Mlada Fronta Dnes 2003-07-09
Die Totalität in Dostal's Kopf
Ein Kommentar von Johannes Lobkowicz

Die Aufregung der politischen Ebene über ein Gerichtsurteil, durch das einem Angehörigen der tschechischen historischen Adelsgeschlechter sein Eigentum an 1,6 ha Grundstücke zuerkannt wurde, hat die politische Szenerie wie ein Blitz getroffen und  – eröffnet einen gefährlichen Abgrund.

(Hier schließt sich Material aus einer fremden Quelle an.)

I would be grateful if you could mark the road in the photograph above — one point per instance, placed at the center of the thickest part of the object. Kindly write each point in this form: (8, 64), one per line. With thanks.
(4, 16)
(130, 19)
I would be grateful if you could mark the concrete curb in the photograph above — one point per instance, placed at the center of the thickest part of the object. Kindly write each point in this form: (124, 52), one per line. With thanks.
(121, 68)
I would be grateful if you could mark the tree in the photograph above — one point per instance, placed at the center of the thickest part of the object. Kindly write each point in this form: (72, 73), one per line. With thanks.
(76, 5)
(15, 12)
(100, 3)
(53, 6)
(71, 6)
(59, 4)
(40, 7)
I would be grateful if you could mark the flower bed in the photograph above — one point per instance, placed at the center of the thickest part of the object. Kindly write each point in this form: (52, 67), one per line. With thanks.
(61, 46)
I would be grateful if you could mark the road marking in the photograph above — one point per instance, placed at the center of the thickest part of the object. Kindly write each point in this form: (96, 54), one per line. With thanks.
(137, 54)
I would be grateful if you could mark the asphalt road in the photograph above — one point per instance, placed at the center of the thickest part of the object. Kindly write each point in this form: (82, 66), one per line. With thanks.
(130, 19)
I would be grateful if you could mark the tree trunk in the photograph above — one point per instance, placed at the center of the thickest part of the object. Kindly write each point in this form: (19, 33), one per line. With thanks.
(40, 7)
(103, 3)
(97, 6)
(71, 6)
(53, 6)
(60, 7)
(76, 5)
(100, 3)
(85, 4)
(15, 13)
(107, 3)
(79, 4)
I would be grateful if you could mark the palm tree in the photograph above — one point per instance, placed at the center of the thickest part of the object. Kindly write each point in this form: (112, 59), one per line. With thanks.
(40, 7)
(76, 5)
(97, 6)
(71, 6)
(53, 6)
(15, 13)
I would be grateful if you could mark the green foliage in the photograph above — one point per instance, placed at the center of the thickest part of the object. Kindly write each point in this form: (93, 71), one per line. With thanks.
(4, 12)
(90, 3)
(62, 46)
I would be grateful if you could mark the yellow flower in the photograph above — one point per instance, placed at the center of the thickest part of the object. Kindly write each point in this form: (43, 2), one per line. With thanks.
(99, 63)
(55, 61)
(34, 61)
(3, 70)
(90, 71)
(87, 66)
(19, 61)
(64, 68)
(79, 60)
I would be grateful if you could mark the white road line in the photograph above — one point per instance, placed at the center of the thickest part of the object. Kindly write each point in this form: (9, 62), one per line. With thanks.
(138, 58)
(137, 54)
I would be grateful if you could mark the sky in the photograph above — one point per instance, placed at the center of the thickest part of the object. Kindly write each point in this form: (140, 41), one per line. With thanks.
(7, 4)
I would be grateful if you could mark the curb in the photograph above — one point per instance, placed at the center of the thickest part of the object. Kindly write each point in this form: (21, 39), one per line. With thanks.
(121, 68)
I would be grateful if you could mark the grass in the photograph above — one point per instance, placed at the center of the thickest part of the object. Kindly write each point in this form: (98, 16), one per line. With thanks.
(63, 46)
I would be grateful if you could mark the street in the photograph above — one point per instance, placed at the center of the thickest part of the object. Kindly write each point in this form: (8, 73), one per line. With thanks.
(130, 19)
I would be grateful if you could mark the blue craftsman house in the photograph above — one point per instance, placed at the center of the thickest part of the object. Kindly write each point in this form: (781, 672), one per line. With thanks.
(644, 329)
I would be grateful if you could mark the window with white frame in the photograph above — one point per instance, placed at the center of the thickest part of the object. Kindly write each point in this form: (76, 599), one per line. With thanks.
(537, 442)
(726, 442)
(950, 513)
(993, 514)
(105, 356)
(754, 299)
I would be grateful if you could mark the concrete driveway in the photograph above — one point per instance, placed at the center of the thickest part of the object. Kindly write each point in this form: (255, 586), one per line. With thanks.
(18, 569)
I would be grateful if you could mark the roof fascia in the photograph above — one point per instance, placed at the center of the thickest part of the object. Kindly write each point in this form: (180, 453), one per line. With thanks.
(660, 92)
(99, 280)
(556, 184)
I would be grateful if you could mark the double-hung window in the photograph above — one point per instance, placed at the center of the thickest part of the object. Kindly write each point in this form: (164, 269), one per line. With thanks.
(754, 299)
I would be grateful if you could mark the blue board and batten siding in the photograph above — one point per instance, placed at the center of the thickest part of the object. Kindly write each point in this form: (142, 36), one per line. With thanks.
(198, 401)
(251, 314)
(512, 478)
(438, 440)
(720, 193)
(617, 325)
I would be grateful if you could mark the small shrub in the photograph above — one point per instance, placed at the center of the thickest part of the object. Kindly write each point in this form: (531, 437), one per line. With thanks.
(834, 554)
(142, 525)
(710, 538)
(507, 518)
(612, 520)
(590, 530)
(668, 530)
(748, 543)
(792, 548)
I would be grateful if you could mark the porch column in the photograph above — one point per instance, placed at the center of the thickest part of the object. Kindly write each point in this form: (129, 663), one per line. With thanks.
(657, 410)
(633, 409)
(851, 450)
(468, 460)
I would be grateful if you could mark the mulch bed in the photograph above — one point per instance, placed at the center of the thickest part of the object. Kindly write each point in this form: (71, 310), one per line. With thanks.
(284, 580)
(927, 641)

Die Tschechische Republik sieht sich als ein demokratischer Staat und bekennt sich damit auch zur Gewaltenteilung. Die gesetzgebende Macht, die juristische und auch die Exekutive sollen im Gleichgewicht bleiben. Dieses Prinzip ist ein bewährter Grundstein eines jeden Staates, ein Garant gegen totalitäre Systeme. Durch eine Aufhebung dieser Gewaltenteilung entstehten Diktaturen. Niemand weiß dies besser als die Bürger dieses Landes. Totalitäre Systeme waren seit 1938 durchgängig ein Krebsgeschwür auf dem Körper unserer Gesellschaft. Die zwei Jahre nach 1945 fallen hier nicht ins Gewicht, da die Gesellschaft in diesen Jahren bereits stark unter sowjetischem Einfluß stand und nicht mehr genügend Kraft zur Sicherung einer soliden demokratischen Entwicklung aufbringen konnte.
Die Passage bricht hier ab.